Originally a Restroom Reflection, first published April 17, 2012. I'm posting this one again now as a reminder to myself, and an encouragement to readers, to question assumptions in the New Year. And also because I'm a geek about words.

Today’s reflection actually occurred to me a few days ago, in the restroom. I don’t know what I was doing in there when I thought it – certainly not resting – but whatever it was took a long time. No doubt I was late for something, because the word ‘posthaste’ came into my mind. Sometimes it does. I don’t say it, but sometimes I think it. And whenever I think it, I think about how it makes no sense. It’s always meant “after haste” to me, as in postnatal and postgraduate and postcoital. How can “after haste” mean speedily, I asked myself, yet again. And that’s when I realized that it couldn’t. I’d been using the wrong meaning for 'post.' Of course ‘posthaste’ means to do something with the speed of the post. Pigeons used to be considered fast. Likewise ponies. Of course.

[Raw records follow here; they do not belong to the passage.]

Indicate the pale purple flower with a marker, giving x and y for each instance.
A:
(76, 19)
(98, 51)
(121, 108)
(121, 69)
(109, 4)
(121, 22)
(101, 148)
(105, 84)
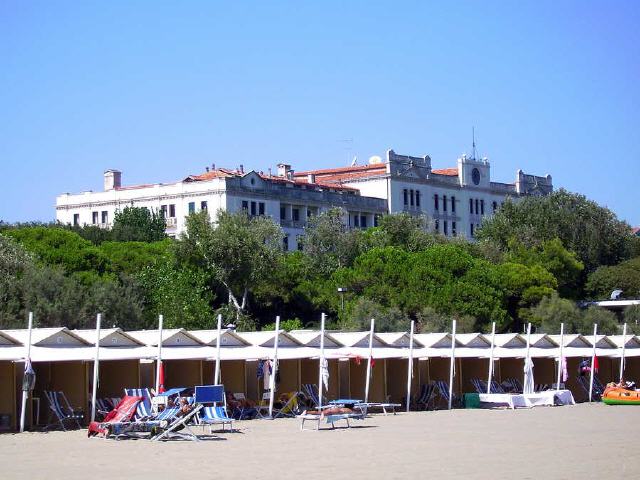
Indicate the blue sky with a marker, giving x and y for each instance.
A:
(161, 89)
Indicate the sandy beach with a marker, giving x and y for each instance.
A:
(583, 441)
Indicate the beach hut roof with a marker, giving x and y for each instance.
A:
(631, 341)
(400, 339)
(542, 340)
(228, 338)
(48, 337)
(602, 341)
(266, 338)
(171, 337)
(474, 340)
(436, 340)
(358, 339)
(510, 340)
(572, 340)
(109, 337)
(8, 340)
(311, 338)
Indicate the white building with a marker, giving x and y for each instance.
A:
(456, 198)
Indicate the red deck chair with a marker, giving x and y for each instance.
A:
(122, 413)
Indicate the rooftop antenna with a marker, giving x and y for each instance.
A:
(473, 151)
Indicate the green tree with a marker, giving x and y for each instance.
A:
(329, 244)
(593, 232)
(624, 276)
(239, 251)
(138, 224)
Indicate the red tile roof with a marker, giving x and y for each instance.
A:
(451, 172)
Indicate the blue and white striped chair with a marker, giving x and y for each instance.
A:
(144, 407)
(61, 409)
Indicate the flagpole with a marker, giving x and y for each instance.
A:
(527, 359)
(452, 363)
(593, 359)
(25, 393)
(96, 366)
(216, 379)
(410, 366)
(624, 344)
(366, 385)
(321, 362)
(493, 343)
(272, 378)
(159, 360)
(560, 357)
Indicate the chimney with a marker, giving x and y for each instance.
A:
(112, 179)
(283, 170)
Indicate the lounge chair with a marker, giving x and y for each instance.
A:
(442, 388)
(143, 409)
(214, 407)
(427, 395)
(62, 411)
(123, 413)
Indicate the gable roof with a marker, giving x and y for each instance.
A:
(171, 337)
(474, 340)
(109, 337)
(48, 337)
(358, 339)
(266, 338)
(400, 339)
(228, 338)
(311, 338)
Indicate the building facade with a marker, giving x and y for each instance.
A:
(457, 199)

Not only had I been using the wrong meaning for 'post,' I had been using a really silly meaning for it. When I told my husband about my revelation, he smiled and patted me on the head. That’s how silly.

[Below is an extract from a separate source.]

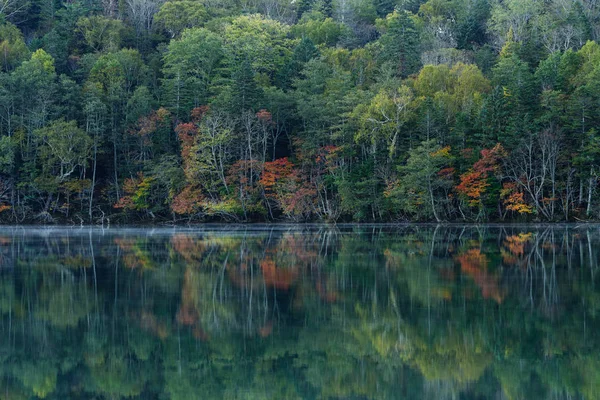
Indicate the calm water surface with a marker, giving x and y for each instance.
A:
(309, 312)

This revelation brought me back to the conversation I’ve been having with myself for a long time about how often people refer, particularly in motivational speeches, to how the Chinese word for crisis (危機, wēijī) means danger plus opportunity. Perhaps you’ve heard one of these speeches. John F. Kennedy talked about it in a speech to the Convocation of the United Negro College Fund in April of 1959, but apparently people have been invoking the concept for longer than that. Christian missionaries used it with regard to a push into the Chinese interior as early as 1938.

Here's what bothers me: The people who use wēijī in their speeches insist that the combination of these two characters means that the Chinese see a crisis as a good thing: that there’s always an opportunity afforded by the danger. But it isn’t necessarily so.

First of all, jī can mean opportunity, but it can also (in combination with other characters - the character never stands alone) mean something more like “incipient moment” or “crucial point.”Wēijī can therefore be interpreted to mean “the beginning of danger.”

(Incidentally, jī can also refer to a machine. Fēijī, or flying machine, means airplane. I suppose we could stretch airplane to mean “the opportunity to fly,” though.)

But even if people are right in thinking wēijī combines danger and opportunity, I’m not happy with their insisting that it means “danger plus opportunity." Wēijī could mean “danger opportunity," i.e. the opportunity for danger. It’s not necessarily your opportunity.

Sinologists out there will be patting me on the head now. They’ve been complaining about this misconception of the word for years and I’m suddenly calling it a revelation. I’m glad I finally looked into it, though. I’ve learned that I wonder about things to myself much longer than is useful, and I allow myself to think words like posthaste are just crazy when I’ve simply misunderstood them.

How many other things do I think are crazy because I haven’t really stopped to learn about them?

And how many do I believe in for the same reason?